La Dre Guylène Thériault a été nommée Médecin de famille de l’année par le Collège québécois des médecins de famille le 5 juin dernier. Cette reconnaissance souligne son engagement constant envers une médecine de proximité humaine et accessible.
« Je ne m’attendais pas du tout à recevoir cet honneur. Je l’accueille avec humilité, car une carrière ne se construit jamais seule », souligne la lauréate, en insistant sur le rôle déterminant de ses proches et de ses collègues. « C’est moi qui ai reçu ce prix, mais il y a tout un réseau derrière. »
La Dre Thériault se distingue notamment par ses activités de formation en médecine factuelle, un domaine dans lequel elle a obtenu un diplôme d’études supérieures de l’Université d’Oxford. « C’est mon dada », lance-t-elle. Jeune médecin, elle achète un livre intitulé How to Teach Evidence-Based Medicine qui l’amène à développer une approche centrée sur la pertinence des interventions en fonction de chaque patient. « J’avais l’impression que ma formation en médecine m’avait appris à appliquer des recettes, mais pas à réfléchir. Ce livre m’a donné des outils pour m’interroger sur ce qui est réellement approprié pour mon patient. »
Dès lors, elle s’intéresse au phénomène du surdiagnostic et du surtraitement, au point de devenir vice-présidente de Choisir avec soin Québec et coresponsable des soins primaires pour Choisir avec soin Canada. Au cœur de sa pratique se trouve également la prise de décision partagée, qui tient compte des valeurs et des préférences des patients dans les choix cliniques. « Comme médecins, nous manquons parfois d’humilité lorsque nous proposons des traitements. Je pense qu’il ne faut pas hésiter à dire : “voici ce que nous savons, voici ce que nous ne savons pas, voici les zones grises.” Et, lorsque c’est possible, nous ne devrions pas hésiter non plus à présenter l’option de ne rien faire pour le moment. »
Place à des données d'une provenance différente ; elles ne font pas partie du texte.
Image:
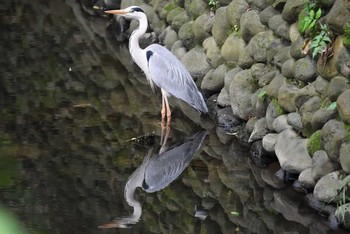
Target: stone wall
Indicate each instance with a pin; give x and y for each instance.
(251, 54)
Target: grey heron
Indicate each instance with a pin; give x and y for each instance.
(161, 67)
(155, 173)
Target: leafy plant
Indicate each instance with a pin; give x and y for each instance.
(213, 4)
(320, 41)
(346, 40)
(311, 17)
(332, 106)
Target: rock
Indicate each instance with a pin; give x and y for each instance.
(305, 69)
(229, 77)
(170, 38)
(259, 155)
(196, 7)
(287, 95)
(306, 111)
(186, 35)
(281, 56)
(337, 86)
(179, 20)
(215, 82)
(287, 68)
(292, 9)
(230, 50)
(235, 10)
(280, 124)
(202, 27)
(306, 179)
(221, 26)
(269, 176)
(338, 16)
(296, 48)
(258, 44)
(343, 106)
(227, 121)
(273, 87)
(267, 14)
(321, 117)
(196, 63)
(212, 52)
(262, 4)
(173, 13)
(278, 4)
(269, 142)
(245, 61)
(259, 104)
(333, 135)
(223, 98)
(293, 32)
(326, 189)
(344, 156)
(178, 49)
(250, 25)
(338, 63)
(291, 152)
(294, 119)
(343, 215)
(322, 165)
(272, 112)
(279, 26)
(259, 131)
(321, 85)
(242, 87)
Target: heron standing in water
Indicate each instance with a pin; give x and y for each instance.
(161, 67)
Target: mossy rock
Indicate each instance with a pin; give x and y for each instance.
(314, 143)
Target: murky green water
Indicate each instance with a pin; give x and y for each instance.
(71, 104)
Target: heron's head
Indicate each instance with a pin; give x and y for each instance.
(132, 12)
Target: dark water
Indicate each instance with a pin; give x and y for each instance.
(71, 104)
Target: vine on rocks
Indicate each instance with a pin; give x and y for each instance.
(320, 37)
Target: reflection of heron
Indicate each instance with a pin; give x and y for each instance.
(155, 173)
(161, 66)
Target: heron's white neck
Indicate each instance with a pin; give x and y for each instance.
(136, 52)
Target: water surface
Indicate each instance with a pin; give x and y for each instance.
(78, 118)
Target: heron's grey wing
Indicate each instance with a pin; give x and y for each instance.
(164, 168)
(171, 75)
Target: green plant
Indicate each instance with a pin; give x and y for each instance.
(314, 143)
(312, 15)
(213, 4)
(346, 39)
(320, 42)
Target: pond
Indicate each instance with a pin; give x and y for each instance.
(79, 122)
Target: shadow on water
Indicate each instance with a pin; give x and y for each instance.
(155, 173)
(78, 118)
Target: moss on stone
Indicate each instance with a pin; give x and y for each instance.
(346, 38)
(314, 143)
(279, 109)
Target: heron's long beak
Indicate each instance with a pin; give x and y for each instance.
(116, 12)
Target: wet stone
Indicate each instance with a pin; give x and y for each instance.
(305, 69)
(333, 135)
(269, 142)
(260, 156)
(267, 13)
(343, 106)
(337, 86)
(259, 131)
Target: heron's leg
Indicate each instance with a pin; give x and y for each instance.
(168, 111)
(164, 138)
(163, 111)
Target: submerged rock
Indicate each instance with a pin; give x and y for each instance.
(292, 152)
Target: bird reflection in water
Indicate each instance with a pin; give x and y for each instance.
(155, 173)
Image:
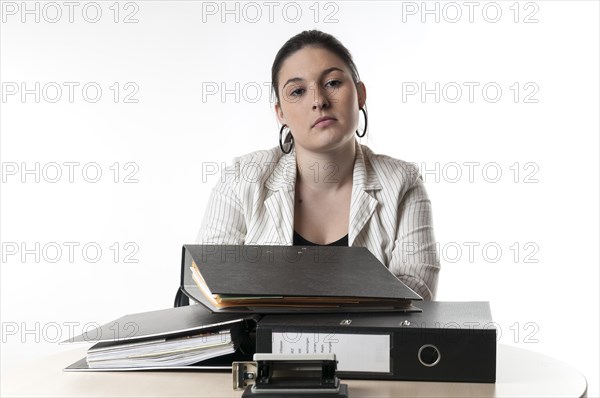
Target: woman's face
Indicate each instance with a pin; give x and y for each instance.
(315, 83)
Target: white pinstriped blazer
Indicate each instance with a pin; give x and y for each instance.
(390, 212)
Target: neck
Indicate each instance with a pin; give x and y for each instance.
(326, 171)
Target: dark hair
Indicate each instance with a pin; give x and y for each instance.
(312, 38)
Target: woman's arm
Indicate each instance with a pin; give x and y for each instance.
(414, 257)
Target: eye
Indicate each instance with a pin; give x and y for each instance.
(297, 92)
(333, 83)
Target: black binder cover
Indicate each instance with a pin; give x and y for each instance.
(174, 322)
(309, 271)
(447, 341)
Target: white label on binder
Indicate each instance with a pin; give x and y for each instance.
(354, 352)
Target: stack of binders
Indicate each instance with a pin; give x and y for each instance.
(301, 300)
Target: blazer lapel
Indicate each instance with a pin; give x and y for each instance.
(280, 202)
(362, 203)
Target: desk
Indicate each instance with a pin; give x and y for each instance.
(520, 373)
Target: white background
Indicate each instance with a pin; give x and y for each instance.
(542, 285)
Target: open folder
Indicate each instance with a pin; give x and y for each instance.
(271, 279)
(183, 338)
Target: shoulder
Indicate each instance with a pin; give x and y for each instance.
(259, 157)
(386, 167)
(249, 172)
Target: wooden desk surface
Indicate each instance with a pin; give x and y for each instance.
(520, 373)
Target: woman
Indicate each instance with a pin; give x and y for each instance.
(320, 186)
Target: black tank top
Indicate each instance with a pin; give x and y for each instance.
(300, 241)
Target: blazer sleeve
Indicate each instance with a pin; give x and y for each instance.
(224, 222)
(414, 258)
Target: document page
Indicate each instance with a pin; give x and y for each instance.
(354, 352)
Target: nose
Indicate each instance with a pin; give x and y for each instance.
(320, 100)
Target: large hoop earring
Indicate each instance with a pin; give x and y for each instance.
(366, 123)
(287, 145)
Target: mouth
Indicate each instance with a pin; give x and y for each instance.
(324, 121)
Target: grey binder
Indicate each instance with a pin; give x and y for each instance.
(173, 322)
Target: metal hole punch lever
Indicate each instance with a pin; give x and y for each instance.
(275, 376)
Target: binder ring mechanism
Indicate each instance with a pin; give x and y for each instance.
(277, 375)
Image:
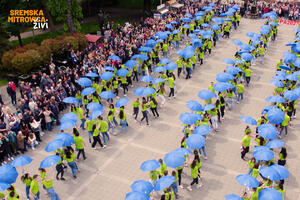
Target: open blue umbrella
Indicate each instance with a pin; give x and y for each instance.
(202, 130)
(189, 118)
(275, 116)
(263, 153)
(249, 120)
(122, 102)
(106, 76)
(194, 105)
(84, 82)
(206, 94)
(224, 77)
(21, 161)
(50, 161)
(195, 141)
(94, 106)
(88, 91)
(95, 114)
(70, 100)
(275, 99)
(150, 165)
(174, 159)
(8, 174)
(275, 144)
(142, 186)
(163, 183)
(107, 95)
(247, 180)
(269, 194)
(67, 139)
(267, 131)
(54, 145)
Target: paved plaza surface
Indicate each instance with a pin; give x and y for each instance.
(108, 173)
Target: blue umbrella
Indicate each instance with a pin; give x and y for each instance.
(8, 174)
(275, 144)
(195, 141)
(122, 102)
(136, 196)
(224, 77)
(189, 118)
(233, 197)
(21, 161)
(275, 99)
(147, 78)
(194, 105)
(150, 165)
(174, 159)
(247, 180)
(130, 63)
(142, 186)
(106, 76)
(50, 161)
(263, 153)
(94, 106)
(122, 72)
(114, 57)
(54, 145)
(67, 124)
(171, 66)
(267, 131)
(92, 74)
(107, 95)
(290, 95)
(88, 91)
(249, 120)
(202, 130)
(95, 114)
(70, 100)
(269, 194)
(275, 116)
(206, 94)
(84, 82)
(67, 139)
(163, 183)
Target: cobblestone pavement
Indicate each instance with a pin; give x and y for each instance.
(108, 173)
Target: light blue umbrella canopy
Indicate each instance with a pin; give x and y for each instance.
(206, 94)
(174, 159)
(88, 91)
(249, 120)
(54, 145)
(150, 165)
(202, 130)
(247, 180)
(189, 118)
(106, 76)
(50, 161)
(194, 105)
(70, 100)
(84, 82)
(163, 183)
(21, 161)
(122, 102)
(8, 174)
(142, 186)
(269, 194)
(195, 141)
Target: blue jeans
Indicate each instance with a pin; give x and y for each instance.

La Dre Thériault a par ailleurs contribué au développement du programme de désignation Choisir avec soin Québec destiné aux cliniques. Cette initiative vise à promouvoir des soins pertinents et à encourager une utilisation judicieuse des ressources du système de santé.
Une pratique nordique
Cumulant bientôt 30 ans de pratique médicale, la Dre Thériault exerce dans des milieux variés. Elle travaille notamment en santé publique et assure des gardes en CHSLD dans la région de l’Outaouais. Parallèlement, elle enseigne aux universités de Montréal, McGill et Ottawa, où elle aborde des thèmes liés à la médecine factuelle et à la prise de décision partagée.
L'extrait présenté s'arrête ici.